25 Novembro 2017
O pensamento do Papa Francisco ainda está dirigido aos 250 milhões de migrantes e aos 22,5 milhões de refugiados em todo o mundo. Na sua mensagem para o 51º Dia Mundial da Paz, que será celebrado no próximo dia 1º de janeiro de 2018, ele condena a “retórica” largamente generalizada em muitos países de destino que “enfatiza os riscos para a segurança nacional ou o peso do acolhimento dos recém-chegados, desprezando assim a dignidade humana que se deve reconhecer a todos, enquanto filhos e filhas de Deus”.
A reportagem é de Salvador Cernuzio, publicada no sítio Vatican Insider, 24-11-2017. A tradução é de Moisés Sbardelotto.
Bergoglio é claro: “Quem fomenta o medo contra os migrantes, talvez com fins políticos, em vez de construir a paz, semeia violência, discriminação racial e xenofobia, que são fonte de grande preocupação para quantos têm a peito a tutela de todos os seres humanos”.

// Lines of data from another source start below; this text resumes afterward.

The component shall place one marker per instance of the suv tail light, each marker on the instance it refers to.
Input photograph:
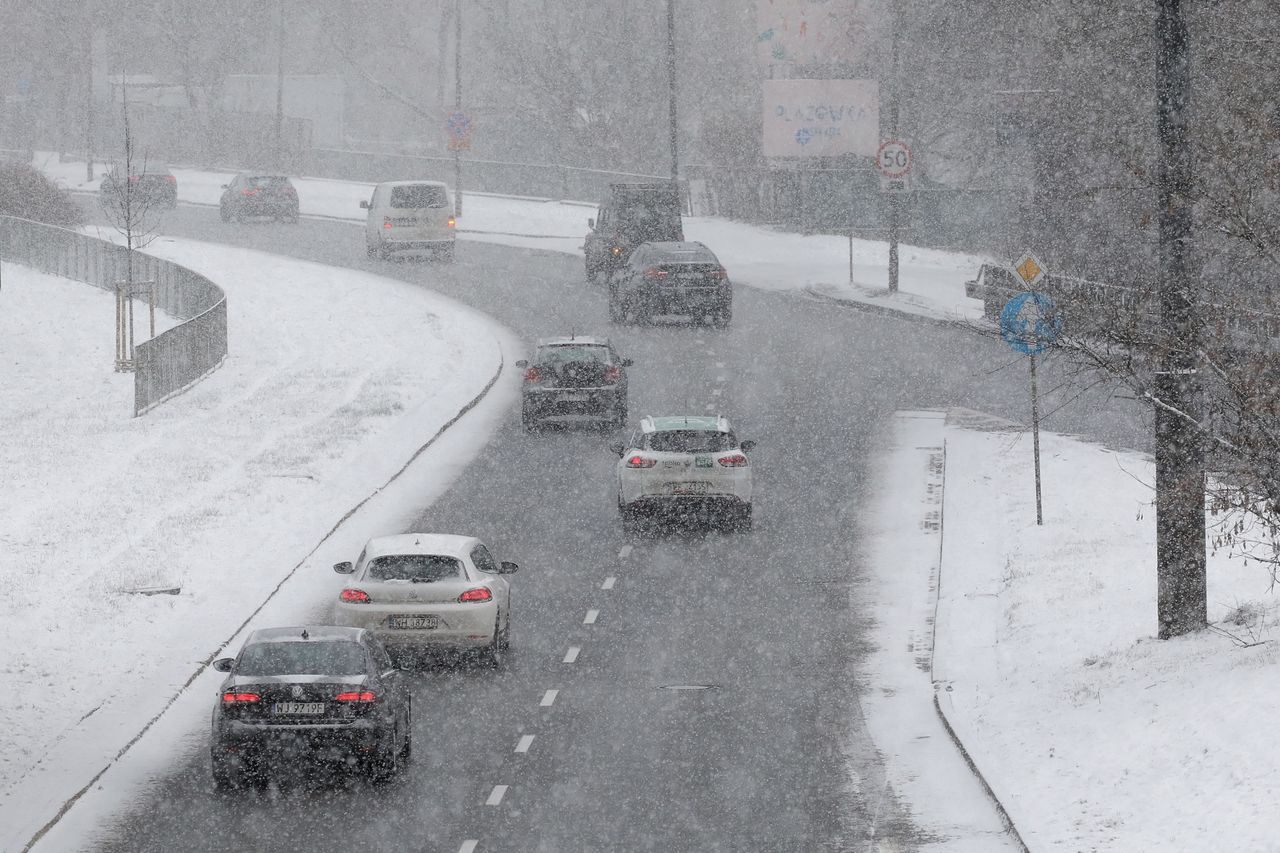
(356, 696)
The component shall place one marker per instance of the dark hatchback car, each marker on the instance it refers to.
(316, 694)
(681, 278)
(150, 185)
(259, 195)
(572, 379)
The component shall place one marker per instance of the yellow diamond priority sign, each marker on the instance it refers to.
(1029, 269)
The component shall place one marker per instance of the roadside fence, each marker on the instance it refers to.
(173, 360)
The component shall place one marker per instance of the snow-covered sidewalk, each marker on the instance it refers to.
(1093, 734)
(931, 281)
(334, 379)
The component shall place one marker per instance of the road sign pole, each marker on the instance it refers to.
(1040, 511)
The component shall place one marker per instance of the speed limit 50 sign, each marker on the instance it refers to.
(894, 162)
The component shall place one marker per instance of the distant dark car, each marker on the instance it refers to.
(629, 215)
(151, 183)
(575, 378)
(316, 693)
(259, 195)
(679, 278)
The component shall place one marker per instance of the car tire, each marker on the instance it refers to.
(490, 656)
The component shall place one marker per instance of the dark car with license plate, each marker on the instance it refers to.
(300, 696)
(672, 278)
(575, 379)
(259, 195)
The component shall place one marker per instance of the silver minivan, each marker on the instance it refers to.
(410, 217)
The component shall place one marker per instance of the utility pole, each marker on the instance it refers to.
(1179, 450)
(894, 203)
(671, 91)
(279, 85)
(457, 105)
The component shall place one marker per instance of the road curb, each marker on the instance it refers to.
(1010, 828)
(71, 801)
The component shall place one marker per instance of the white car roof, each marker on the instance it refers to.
(444, 544)
(654, 424)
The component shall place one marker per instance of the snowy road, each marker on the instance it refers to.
(775, 756)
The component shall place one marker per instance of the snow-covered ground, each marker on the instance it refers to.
(329, 388)
(1093, 734)
(931, 281)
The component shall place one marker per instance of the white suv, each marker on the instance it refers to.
(410, 215)
(691, 468)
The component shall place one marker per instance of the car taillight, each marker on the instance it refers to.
(356, 696)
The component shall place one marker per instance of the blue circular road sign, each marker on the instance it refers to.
(1029, 323)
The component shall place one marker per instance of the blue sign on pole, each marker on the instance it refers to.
(1029, 323)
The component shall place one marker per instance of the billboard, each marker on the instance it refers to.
(813, 32)
(821, 118)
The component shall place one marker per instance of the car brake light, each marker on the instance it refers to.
(356, 696)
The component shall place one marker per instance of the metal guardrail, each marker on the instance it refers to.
(173, 360)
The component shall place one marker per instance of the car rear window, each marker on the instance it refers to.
(572, 355)
(419, 196)
(690, 441)
(420, 568)
(302, 657)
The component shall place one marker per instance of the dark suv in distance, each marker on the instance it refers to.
(575, 378)
(681, 278)
(151, 183)
(630, 214)
(259, 195)
(316, 693)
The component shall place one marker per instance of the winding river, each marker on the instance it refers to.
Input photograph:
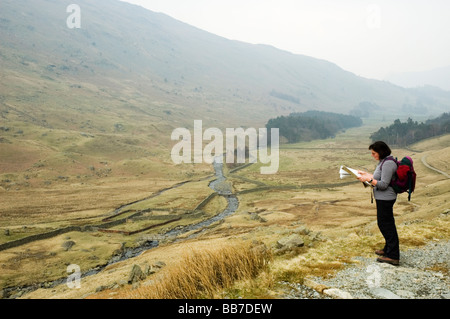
(215, 185)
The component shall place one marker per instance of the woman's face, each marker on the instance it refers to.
(375, 155)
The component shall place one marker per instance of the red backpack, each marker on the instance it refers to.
(404, 180)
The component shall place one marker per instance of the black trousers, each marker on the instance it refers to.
(386, 224)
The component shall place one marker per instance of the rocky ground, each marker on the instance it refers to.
(422, 274)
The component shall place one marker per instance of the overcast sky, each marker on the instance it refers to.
(371, 38)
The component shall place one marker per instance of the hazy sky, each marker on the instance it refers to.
(369, 38)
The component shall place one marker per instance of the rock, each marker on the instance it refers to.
(384, 293)
(405, 294)
(159, 264)
(255, 216)
(136, 275)
(290, 242)
(301, 230)
(68, 245)
(337, 293)
(315, 285)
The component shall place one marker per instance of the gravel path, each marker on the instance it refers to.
(422, 274)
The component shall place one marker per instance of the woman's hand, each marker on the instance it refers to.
(365, 177)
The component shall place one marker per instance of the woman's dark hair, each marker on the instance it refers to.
(381, 148)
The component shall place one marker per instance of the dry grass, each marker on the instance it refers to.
(204, 274)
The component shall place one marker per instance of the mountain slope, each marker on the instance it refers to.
(124, 55)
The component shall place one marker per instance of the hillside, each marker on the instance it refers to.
(134, 62)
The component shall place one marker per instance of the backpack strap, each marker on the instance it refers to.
(389, 158)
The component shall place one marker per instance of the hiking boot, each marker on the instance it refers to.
(387, 260)
(379, 252)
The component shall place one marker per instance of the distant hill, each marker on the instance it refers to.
(311, 125)
(129, 65)
(439, 77)
(410, 132)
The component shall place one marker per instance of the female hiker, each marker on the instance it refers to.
(385, 197)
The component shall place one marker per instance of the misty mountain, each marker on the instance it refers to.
(439, 77)
(131, 64)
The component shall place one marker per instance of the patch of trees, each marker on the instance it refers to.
(409, 132)
(312, 125)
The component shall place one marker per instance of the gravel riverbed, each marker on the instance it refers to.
(422, 274)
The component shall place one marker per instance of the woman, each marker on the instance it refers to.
(385, 197)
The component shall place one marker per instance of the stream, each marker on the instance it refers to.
(216, 185)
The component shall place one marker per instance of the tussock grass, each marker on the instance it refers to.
(205, 273)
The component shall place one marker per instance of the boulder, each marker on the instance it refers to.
(290, 242)
(67, 245)
(337, 293)
(136, 275)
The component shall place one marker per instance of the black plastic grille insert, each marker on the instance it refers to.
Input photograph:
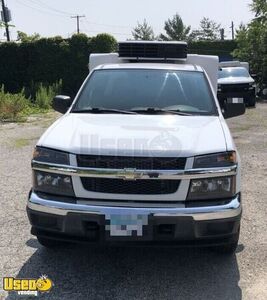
(120, 186)
(133, 162)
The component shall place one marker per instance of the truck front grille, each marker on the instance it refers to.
(138, 187)
(122, 162)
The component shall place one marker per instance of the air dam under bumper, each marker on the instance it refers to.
(206, 225)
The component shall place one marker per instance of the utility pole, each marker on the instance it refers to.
(222, 34)
(233, 30)
(78, 21)
(5, 17)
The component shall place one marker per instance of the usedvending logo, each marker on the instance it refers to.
(32, 286)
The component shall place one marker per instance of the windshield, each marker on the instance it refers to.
(140, 89)
(233, 72)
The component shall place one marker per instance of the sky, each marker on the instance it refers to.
(119, 17)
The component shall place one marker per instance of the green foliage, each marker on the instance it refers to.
(252, 41)
(259, 7)
(48, 60)
(24, 37)
(12, 105)
(45, 94)
(175, 29)
(209, 30)
(143, 32)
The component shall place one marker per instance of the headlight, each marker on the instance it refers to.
(252, 85)
(48, 182)
(51, 156)
(52, 183)
(212, 188)
(224, 159)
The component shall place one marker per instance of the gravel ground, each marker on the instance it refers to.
(136, 273)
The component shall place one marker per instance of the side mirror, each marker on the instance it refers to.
(61, 103)
(231, 110)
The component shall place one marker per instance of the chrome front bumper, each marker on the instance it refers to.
(213, 212)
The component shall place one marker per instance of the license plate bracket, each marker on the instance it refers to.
(127, 226)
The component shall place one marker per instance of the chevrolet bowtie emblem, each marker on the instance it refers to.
(130, 174)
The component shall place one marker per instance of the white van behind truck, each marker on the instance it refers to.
(235, 83)
(142, 155)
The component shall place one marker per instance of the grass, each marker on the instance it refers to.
(17, 107)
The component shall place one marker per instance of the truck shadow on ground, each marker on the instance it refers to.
(82, 272)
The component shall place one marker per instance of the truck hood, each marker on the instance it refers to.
(139, 135)
(235, 80)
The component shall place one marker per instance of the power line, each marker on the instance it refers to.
(46, 6)
(41, 10)
(78, 21)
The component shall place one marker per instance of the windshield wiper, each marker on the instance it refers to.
(100, 110)
(151, 110)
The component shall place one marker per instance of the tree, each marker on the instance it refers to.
(25, 38)
(143, 32)
(209, 31)
(175, 29)
(259, 7)
(252, 41)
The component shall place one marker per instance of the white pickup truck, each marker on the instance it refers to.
(142, 155)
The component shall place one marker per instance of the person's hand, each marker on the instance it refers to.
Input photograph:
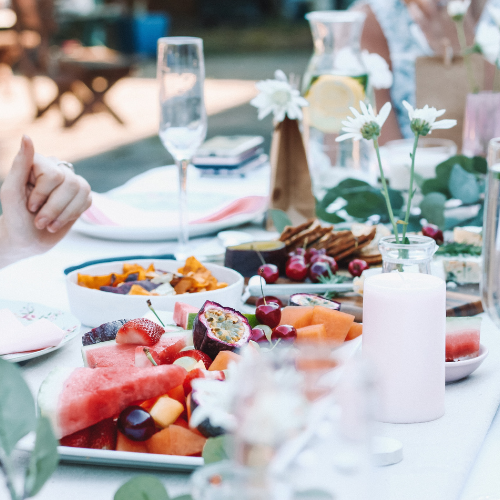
(40, 200)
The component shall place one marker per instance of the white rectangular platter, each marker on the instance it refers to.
(119, 458)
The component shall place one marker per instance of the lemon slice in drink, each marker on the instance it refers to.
(330, 97)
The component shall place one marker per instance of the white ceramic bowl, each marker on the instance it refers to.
(93, 307)
(457, 370)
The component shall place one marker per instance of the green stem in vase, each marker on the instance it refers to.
(386, 191)
(467, 61)
(410, 192)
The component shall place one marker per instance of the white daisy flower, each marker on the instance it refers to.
(458, 8)
(495, 14)
(378, 70)
(423, 121)
(488, 42)
(279, 97)
(364, 125)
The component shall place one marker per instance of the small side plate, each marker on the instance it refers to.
(457, 370)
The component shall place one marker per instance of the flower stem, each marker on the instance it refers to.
(386, 191)
(410, 192)
(468, 66)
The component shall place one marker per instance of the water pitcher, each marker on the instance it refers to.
(490, 283)
(335, 80)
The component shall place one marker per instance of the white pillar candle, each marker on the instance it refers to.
(404, 331)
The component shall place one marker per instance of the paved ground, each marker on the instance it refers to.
(108, 154)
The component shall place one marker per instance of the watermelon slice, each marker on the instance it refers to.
(462, 338)
(76, 398)
(181, 313)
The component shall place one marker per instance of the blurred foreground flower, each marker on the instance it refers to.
(279, 97)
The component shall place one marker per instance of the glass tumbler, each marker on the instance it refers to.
(490, 282)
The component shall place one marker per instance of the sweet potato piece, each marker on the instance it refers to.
(222, 360)
(355, 331)
(176, 440)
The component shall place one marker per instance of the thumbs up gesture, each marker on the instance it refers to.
(41, 200)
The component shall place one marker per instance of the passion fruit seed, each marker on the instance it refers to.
(225, 325)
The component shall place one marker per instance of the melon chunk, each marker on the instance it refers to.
(166, 411)
(297, 316)
(222, 360)
(176, 440)
(311, 333)
(355, 331)
(462, 338)
(76, 398)
(337, 324)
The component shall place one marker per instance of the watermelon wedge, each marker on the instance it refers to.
(76, 398)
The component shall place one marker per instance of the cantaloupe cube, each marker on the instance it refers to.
(312, 333)
(222, 360)
(123, 443)
(337, 324)
(176, 440)
(166, 411)
(355, 331)
(297, 316)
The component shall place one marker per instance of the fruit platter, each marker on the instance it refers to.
(132, 401)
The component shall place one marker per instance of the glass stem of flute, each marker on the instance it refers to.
(183, 214)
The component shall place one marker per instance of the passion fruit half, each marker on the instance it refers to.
(309, 299)
(217, 328)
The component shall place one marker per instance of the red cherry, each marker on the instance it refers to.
(357, 266)
(285, 333)
(269, 298)
(318, 269)
(258, 335)
(296, 269)
(432, 231)
(269, 314)
(269, 272)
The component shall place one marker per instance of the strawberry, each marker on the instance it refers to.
(197, 355)
(79, 439)
(139, 331)
(103, 435)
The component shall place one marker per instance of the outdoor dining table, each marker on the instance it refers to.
(430, 453)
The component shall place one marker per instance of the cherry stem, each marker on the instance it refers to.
(148, 355)
(153, 309)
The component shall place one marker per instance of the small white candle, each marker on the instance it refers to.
(404, 331)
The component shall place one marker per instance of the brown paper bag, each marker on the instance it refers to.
(445, 85)
(291, 188)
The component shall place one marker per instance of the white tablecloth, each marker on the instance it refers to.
(428, 448)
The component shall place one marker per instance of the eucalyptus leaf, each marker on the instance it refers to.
(432, 208)
(44, 458)
(463, 185)
(17, 407)
(280, 219)
(142, 488)
(215, 450)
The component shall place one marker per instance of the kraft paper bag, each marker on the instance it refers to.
(444, 85)
(291, 188)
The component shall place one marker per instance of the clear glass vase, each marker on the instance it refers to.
(335, 80)
(490, 282)
(482, 122)
(413, 258)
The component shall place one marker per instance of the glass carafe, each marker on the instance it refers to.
(335, 80)
(490, 282)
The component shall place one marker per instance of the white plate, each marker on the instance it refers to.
(119, 458)
(160, 233)
(94, 307)
(27, 312)
(457, 370)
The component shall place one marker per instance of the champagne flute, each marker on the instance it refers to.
(183, 119)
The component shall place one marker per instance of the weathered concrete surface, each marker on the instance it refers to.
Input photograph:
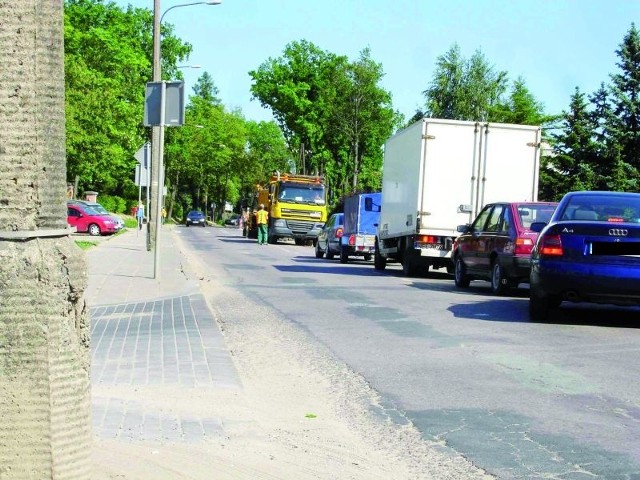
(44, 363)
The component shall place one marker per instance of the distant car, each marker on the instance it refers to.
(101, 210)
(328, 241)
(196, 217)
(497, 245)
(588, 252)
(86, 219)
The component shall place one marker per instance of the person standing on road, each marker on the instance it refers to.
(262, 219)
(140, 215)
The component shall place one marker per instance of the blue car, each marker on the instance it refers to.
(196, 217)
(589, 252)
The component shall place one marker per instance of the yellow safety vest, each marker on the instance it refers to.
(261, 217)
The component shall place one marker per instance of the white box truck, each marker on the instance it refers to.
(437, 174)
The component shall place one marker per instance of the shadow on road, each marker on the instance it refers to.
(324, 267)
(516, 310)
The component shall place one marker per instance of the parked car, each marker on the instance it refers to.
(328, 241)
(86, 219)
(497, 245)
(588, 252)
(361, 217)
(100, 210)
(196, 217)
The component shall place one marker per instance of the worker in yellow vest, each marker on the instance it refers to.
(262, 220)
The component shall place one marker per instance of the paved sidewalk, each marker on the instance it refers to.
(147, 334)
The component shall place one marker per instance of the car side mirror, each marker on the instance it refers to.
(537, 226)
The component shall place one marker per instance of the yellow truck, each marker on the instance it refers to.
(297, 207)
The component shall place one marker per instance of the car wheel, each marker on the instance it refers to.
(379, 262)
(408, 267)
(540, 305)
(461, 278)
(499, 284)
(94, 230)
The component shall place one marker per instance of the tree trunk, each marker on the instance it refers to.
(45, 401)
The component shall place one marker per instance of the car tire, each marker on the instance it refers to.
(94, 230)
(344, 255)
(379, 262)
(408, 267)
(540, 305)
(461, 278)
(500, 285)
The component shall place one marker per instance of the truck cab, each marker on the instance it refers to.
(297, 207)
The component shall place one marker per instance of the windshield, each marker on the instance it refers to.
(99, 208)
(534, 213)
(305, 193)
(609, 208)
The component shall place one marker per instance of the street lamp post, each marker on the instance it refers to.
(157, 139)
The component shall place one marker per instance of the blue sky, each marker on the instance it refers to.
(555, 45)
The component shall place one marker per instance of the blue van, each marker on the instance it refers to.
(361, 217)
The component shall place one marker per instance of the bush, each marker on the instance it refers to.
(113, 204)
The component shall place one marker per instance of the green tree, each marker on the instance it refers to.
(107, 64)
(624, 126)
(334, 115)
(521, 107)
(571, 164)
(362, 118)
(45, 397)
(464, 89)
(293, 87)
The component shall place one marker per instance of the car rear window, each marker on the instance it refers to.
(534, 213)
(603, 208)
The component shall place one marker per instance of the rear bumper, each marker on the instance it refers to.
(517, 267)
(587, 282)
(297, 229)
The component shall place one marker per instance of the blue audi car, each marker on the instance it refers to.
(588, 252)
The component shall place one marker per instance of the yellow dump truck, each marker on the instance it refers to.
(297, 207)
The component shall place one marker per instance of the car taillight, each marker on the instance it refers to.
(523, 246)
(427, 239)
(551, 246)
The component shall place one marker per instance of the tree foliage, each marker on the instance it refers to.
(334, 115)
(107, 64)
(598, 144)
(464, 89)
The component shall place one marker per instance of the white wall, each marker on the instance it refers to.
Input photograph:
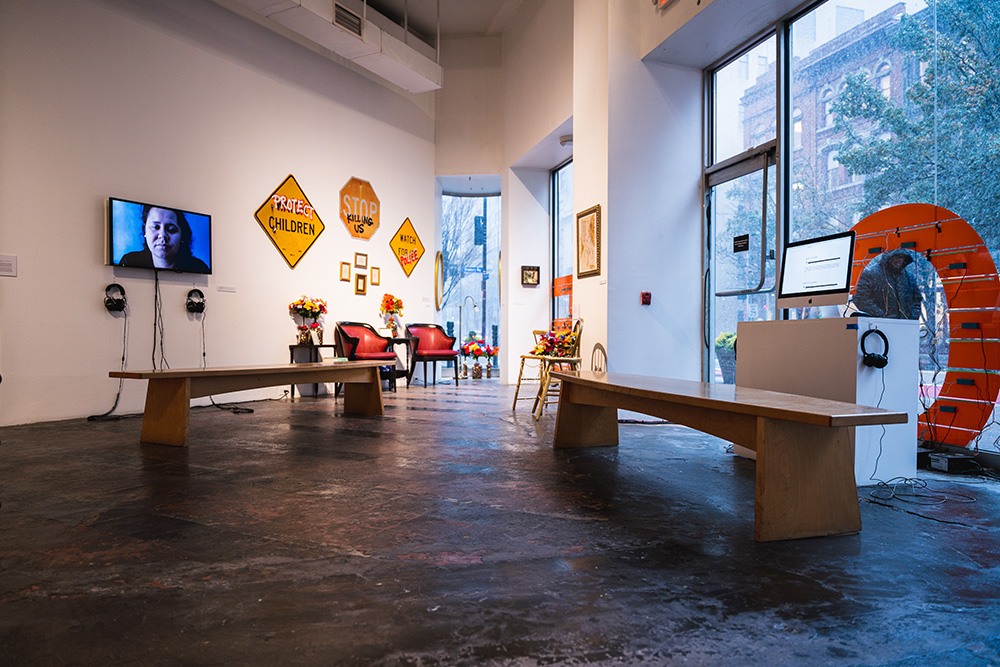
(591, 90)
(185, 104)
(655, 230)
(468, 108)
(537, 85)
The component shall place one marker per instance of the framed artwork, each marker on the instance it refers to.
(588, 242)
(529, 275)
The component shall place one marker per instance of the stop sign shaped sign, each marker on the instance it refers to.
(359, 208)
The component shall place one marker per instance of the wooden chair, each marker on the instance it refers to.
(535, 364)
(599, 359)
(548, 389)
(359, 341)
(431, 344)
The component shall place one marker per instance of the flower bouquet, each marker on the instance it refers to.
(391, 308)
(308, 308)
(556, 344)
(476, 348)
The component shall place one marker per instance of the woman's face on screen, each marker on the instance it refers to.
(163, 236)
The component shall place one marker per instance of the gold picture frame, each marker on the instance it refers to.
(588, 242)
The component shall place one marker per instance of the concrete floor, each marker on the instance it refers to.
(450, 533)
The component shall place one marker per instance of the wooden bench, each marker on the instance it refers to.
(166, 417)
(805, 446)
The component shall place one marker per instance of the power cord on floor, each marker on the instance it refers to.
(107, 416)
(645, 422)
(916, 491)
(235, 409)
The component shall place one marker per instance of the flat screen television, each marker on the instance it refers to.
(164, 238)
(816, 272)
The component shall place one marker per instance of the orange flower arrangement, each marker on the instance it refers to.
(391, 305)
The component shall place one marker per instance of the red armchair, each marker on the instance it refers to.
(360, 341)
(431, 344)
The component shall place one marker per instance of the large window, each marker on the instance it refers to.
(563, 241)
(470, 243)
(883, 102)
(741, 203)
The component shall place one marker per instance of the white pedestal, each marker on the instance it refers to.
(822, 358)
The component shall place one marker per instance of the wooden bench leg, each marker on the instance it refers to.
(166, 418)
(805, 481)
(584, 425)
(364, 398)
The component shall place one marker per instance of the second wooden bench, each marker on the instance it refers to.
(166, 417)
(805, 446)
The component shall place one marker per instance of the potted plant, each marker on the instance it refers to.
(725, 352)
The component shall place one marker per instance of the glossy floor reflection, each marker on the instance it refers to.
(450, 533)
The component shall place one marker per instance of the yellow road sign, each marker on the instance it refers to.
(406, 246)
(290, 221)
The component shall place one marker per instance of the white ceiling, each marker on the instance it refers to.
(458, 17)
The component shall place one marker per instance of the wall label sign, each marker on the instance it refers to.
(290, 221)
(359, 208)
(406, 246)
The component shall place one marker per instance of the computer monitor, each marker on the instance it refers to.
(816, 272)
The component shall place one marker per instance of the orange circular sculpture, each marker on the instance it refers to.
(966, 399)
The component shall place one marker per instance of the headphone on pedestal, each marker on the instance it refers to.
(873, 359)
(195, 301)
(114, 298)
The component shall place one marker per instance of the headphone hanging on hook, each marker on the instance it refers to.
(195, 302)
(875, 359)
(114, 298)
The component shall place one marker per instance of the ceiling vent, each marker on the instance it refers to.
(347, 19)
(363, 36)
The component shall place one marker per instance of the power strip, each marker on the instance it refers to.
(952, 463)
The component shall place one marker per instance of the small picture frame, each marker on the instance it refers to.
(530, 276)
(588, 242)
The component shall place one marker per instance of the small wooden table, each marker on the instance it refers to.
(805, 446)
(166, 418)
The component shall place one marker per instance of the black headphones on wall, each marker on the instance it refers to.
(114, 298)
(195, 301)
(873, 359)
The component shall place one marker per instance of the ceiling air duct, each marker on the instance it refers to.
(358, 33)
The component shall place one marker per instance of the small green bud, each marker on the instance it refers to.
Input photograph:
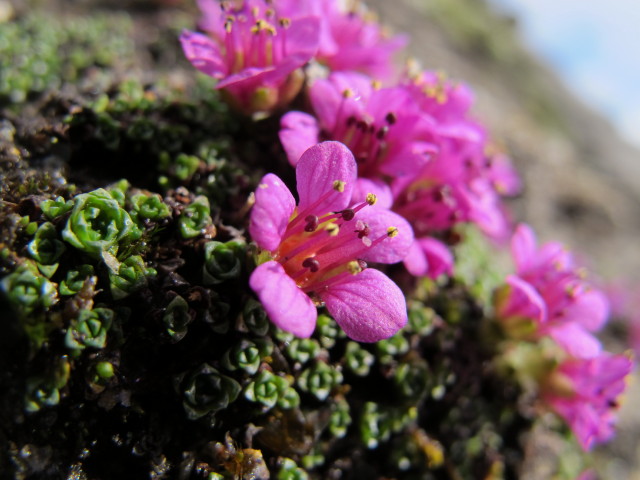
(177, 317)
(89, 329)
(302, 349)
(255, 318)
(55, 208)
(374, 425)
(290, 471)
(412, 379)
(98, 224)
(185, 166)
(269, 390)
(392, 347)
(150, 207)
(28, 291)
(319, 380)
(327, 331)
(207, 391)
(132, 276)
(195, 218)
(340, 419)
(247, 355)
(358, 360)
(105, 370)
(222, 261)
(75, 279)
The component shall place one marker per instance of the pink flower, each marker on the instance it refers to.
(550, 294)
(320, 247)
(387, 135)
(585, 393)
(255, 52)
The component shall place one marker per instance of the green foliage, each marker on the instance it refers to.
(98, 224)
(319, 379)
(206, 391)
(132, 275)
(89, 329)
(271, 390)
(177, 317)
(28, 291)
(195, 218)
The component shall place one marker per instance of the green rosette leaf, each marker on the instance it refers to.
(46, 249)
(99, 224)
(206, 391)
(222, 261)
(195, 218)
(132, 276)
(89, 329)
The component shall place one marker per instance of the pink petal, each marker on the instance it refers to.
(271, 212)
(523, 247)
(298, 132)
(203, 53)
(317, 173)
(367, 306)
(390, 249)
(416, 261)
(288, 307)
(590, 309)
(439, 257)
(518, 300)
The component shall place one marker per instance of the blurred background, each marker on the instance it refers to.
(555, 81)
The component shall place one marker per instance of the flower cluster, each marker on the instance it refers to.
(549, 297)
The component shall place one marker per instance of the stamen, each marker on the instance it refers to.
(312, 223)
(371, 198)
(312, 264)
(348, 214)
(354, 267)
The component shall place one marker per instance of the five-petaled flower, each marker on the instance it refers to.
(255, 53)
(585, 393)
(320, 247)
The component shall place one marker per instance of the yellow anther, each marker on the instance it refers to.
(338, 185)
(354, 267)
(371, 198)
(332, 229)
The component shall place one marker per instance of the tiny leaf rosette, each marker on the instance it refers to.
(99, 224)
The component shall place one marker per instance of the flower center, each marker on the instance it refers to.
(253, 38)
(318, 251)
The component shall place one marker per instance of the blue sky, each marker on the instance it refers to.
(595, 46)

Os migrantes, ressalta o papa, citando o seu “amado antecessor”, Bento XVI, nada mais são do que “homens e mulheres, crianças, jovens e idosos que procuram um lugar onde viver em paz”. E que, para encontrá-lo, “estão prontos a arriscar a vida numa viagem que se revela, em grande parte dos casos, longa e perigosa, a sujeitar-se a fadigas e sofrimentos, a enfrentar arames farpados e muros erguidos para os manter longe da meta”.
O bispo de Roma convida, portanto, a abraçar “todos aqueles que fogem da guerra e da fome ou se veem constrangidos a deixar a própria terra por causa de discriminações, perseguições, pobreza e degradação ambiental”. Mesmo que, como ele adverte, “não basta abrir os nossos corações ao sofrimento dos outros”: “Há muito que fazer antes de os nossos irmãos e irmãs poderem voltar a viver em paz numa casa segura”.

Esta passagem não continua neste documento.